As a way to a solution maybe the big recycling players in Europe could start seeking partnerships in Africa region. That way they could create a new market for themselves. All indications are that these categories (diapers and beverages) will keep growing for the foreseeable future. I know a battery company in South Africa that at some point gave away a million radios as a way to create a market for their batteries. I am sure you get the point ….. :-).
According to Greentimes, in South Africa, Diaper pollution is said to be the third biggest threat to rivers, after mining and agribusiness. The problem is taking centre stage even in the rural areas. African Traditional Health Practitioners, who need to use rivers and streams for a number of their rituals, complain that it is difficult to find suitable places to perform their healing and religious practices. Greentimes explains that,
It is estimated that a baby will use 4000 to 6000 diapers. Manufacturers, distributors and retailers all play a part in the marketing efforts to change the consumers’ minds into using the single use option of disposable baby diapers. Therefore they should be seen to be involved in coming up with viable solutions such as disposal facilities, recycling facilities or making diapers that are reusable or compostable. In South Africa, some industries, such as the glass industry, have managed to bring all players and stakeholders together under The Glass Recyling Company to corporately tackle the challenge of recycling by creating collection points called glass banks. As a result, almost 42% of all glass in South Africa is recycled, a figure that is higher than most countries in the world. There are lessons to be learned from the glass industry. In the case of soiled disposable diapers the solution may be complex and may require efforts from users, households, civil society organisations, government departments and manufacturers. If nothing happens, perhaps the governments may need to step in with legislation to force a reaction.

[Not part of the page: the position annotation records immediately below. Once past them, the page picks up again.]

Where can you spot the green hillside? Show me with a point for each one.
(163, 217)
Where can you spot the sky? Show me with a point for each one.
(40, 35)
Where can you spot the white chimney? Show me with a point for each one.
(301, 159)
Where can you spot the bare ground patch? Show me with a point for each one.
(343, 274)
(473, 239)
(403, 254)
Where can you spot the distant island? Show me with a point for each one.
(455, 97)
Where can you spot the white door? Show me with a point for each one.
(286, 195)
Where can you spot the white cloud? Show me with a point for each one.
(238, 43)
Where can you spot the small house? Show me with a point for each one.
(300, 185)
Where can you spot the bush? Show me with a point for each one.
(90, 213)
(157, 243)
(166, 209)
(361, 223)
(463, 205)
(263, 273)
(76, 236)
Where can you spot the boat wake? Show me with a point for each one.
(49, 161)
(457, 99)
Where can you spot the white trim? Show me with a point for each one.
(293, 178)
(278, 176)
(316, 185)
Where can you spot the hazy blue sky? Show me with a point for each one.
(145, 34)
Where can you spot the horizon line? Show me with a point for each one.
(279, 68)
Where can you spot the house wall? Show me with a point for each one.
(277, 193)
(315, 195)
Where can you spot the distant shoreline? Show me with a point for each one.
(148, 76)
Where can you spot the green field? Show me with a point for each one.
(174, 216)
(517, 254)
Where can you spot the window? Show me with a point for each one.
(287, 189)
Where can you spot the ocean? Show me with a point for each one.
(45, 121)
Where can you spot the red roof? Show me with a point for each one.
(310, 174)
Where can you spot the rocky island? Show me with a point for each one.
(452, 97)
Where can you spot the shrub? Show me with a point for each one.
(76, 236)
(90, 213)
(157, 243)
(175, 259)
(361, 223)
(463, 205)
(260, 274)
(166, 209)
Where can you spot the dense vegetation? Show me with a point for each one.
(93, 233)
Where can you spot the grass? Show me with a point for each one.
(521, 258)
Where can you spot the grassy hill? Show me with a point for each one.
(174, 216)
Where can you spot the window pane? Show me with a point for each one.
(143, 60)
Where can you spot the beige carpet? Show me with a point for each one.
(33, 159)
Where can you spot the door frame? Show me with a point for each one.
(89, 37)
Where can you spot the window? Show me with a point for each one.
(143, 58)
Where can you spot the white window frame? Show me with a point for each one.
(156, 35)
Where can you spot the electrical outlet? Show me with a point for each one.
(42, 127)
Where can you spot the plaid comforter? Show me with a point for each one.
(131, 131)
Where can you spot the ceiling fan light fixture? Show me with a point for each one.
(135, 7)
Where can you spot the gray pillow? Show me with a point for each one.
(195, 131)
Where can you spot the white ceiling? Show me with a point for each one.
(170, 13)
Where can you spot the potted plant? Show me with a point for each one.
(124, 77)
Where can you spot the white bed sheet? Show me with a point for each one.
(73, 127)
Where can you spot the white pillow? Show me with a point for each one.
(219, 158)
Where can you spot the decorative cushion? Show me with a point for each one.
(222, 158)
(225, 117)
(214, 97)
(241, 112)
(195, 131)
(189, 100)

In urban Zimbabwe, disposable diapers are an environmental concern to city fathers and environmental bodies. In Kenya, the challenge to urban dwellers and local authorities is also evident.
Diapers at dump sites produce methane gas, which is flammable and poses a fire hazard in the city. Some city authorities even recommend going back to cloth diapers until such a time as there are viable collection systems in place for the proper disposal of diapers.

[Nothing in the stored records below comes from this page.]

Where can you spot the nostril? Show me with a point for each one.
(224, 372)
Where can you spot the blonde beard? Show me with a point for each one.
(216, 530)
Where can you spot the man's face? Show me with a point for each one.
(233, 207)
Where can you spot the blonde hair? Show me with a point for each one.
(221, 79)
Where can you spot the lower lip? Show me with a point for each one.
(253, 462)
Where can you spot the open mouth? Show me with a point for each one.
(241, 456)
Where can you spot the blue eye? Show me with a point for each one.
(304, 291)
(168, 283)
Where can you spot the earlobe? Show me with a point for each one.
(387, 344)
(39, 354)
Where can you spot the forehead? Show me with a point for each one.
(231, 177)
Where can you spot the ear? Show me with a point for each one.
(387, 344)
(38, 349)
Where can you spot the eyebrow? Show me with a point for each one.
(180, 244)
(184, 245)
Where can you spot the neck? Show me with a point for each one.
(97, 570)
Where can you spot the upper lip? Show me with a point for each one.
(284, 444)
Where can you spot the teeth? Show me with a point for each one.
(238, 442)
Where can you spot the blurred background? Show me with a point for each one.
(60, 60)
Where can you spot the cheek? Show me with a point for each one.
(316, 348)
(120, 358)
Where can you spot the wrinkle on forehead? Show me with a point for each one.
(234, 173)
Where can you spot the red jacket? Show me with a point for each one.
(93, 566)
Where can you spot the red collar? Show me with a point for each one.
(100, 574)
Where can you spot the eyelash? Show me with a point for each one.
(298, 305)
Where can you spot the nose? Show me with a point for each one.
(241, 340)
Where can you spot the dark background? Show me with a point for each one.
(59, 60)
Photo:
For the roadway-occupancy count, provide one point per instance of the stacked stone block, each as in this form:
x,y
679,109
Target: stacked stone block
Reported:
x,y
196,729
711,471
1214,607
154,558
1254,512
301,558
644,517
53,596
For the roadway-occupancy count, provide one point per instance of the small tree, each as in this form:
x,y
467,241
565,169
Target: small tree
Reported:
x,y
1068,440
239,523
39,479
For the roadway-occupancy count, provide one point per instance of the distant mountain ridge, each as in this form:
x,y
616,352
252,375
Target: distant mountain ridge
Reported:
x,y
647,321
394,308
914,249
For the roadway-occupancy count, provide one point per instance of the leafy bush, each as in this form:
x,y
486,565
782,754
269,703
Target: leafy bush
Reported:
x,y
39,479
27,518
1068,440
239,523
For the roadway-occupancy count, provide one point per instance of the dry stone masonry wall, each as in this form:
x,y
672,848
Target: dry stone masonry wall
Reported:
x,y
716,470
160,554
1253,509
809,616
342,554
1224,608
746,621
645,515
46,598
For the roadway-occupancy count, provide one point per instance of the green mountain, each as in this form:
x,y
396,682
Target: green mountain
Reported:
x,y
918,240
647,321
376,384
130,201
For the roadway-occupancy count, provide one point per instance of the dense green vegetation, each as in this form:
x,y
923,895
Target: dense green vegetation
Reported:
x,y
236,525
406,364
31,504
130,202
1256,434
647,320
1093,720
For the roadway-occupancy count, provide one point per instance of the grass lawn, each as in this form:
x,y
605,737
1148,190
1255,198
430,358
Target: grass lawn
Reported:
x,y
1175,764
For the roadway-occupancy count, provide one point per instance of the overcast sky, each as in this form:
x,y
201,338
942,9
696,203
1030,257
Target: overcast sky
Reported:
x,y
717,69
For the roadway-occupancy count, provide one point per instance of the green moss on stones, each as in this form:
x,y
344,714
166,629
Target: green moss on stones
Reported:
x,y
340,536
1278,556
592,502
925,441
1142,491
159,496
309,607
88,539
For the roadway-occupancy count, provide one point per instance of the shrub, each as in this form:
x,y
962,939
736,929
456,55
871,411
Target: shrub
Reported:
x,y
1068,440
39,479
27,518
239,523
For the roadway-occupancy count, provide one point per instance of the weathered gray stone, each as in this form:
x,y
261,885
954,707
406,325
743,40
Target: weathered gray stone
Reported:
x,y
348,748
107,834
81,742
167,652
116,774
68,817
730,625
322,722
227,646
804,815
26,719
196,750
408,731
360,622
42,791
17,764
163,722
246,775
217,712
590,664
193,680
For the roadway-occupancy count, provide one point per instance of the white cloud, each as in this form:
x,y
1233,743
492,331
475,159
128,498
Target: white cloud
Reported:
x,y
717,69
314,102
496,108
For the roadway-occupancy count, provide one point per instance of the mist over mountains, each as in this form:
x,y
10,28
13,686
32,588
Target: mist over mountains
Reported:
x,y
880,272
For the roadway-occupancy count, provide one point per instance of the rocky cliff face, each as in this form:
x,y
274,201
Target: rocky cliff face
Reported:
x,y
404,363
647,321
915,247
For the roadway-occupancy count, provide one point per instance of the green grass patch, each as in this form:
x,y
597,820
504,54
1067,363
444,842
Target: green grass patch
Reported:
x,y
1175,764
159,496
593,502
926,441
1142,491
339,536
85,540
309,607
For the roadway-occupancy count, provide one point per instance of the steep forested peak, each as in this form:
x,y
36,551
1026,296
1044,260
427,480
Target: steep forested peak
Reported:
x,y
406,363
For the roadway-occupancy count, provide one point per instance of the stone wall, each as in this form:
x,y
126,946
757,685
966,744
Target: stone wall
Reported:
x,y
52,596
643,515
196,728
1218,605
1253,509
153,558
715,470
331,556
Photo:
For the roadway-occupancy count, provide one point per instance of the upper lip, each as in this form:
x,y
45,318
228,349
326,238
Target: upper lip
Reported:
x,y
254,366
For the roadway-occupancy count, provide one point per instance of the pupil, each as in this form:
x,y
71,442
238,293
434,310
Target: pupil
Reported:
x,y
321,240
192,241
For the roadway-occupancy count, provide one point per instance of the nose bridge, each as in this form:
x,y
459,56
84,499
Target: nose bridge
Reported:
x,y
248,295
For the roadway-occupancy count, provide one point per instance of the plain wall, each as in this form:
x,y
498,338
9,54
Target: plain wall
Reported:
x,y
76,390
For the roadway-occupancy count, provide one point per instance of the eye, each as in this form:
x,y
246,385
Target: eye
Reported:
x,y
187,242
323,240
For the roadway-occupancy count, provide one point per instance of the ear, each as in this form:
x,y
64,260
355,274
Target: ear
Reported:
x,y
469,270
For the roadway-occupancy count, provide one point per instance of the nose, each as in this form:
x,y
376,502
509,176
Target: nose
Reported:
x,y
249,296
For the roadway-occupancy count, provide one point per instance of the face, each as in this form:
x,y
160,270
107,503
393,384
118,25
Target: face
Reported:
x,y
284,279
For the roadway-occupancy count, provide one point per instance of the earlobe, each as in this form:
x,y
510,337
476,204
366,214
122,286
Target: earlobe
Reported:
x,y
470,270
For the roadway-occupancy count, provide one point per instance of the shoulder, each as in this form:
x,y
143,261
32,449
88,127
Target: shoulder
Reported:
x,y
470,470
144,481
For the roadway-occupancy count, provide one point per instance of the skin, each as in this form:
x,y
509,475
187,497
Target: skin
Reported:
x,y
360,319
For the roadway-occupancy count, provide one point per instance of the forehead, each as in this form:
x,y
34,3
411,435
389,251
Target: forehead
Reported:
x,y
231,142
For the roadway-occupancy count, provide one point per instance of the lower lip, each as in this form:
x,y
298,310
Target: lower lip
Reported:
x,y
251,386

Zimbabwe is beginning to target diaper manufacturers to address the challenge and is threatening using legislation in the form of levies as a way to force them to deal with the issues. It is not clear whether such a move would become a regional trend or even a global one.
A study done in Zimbabwe and published in the International Journal Of Healthcare Sciences recommends a waste management fund to be created that can harness and focus the efforts of all players and stakeholders. Fines from offenders, in the form of disposable diaper tax, can create the financial resources that the local authorities require to enforce compliance to the by-laws. Most proposed recommendations tend to point to manufacturers as the party that ought to drive the efforts towards a solution. Looked at another way, this expectation can readily be turned into an opportunity by a proactive diaper manufacturer.
It is clear that Zimbabwe seems to lead the region in terms of research into the disposable diaper pollution challenges and related issues.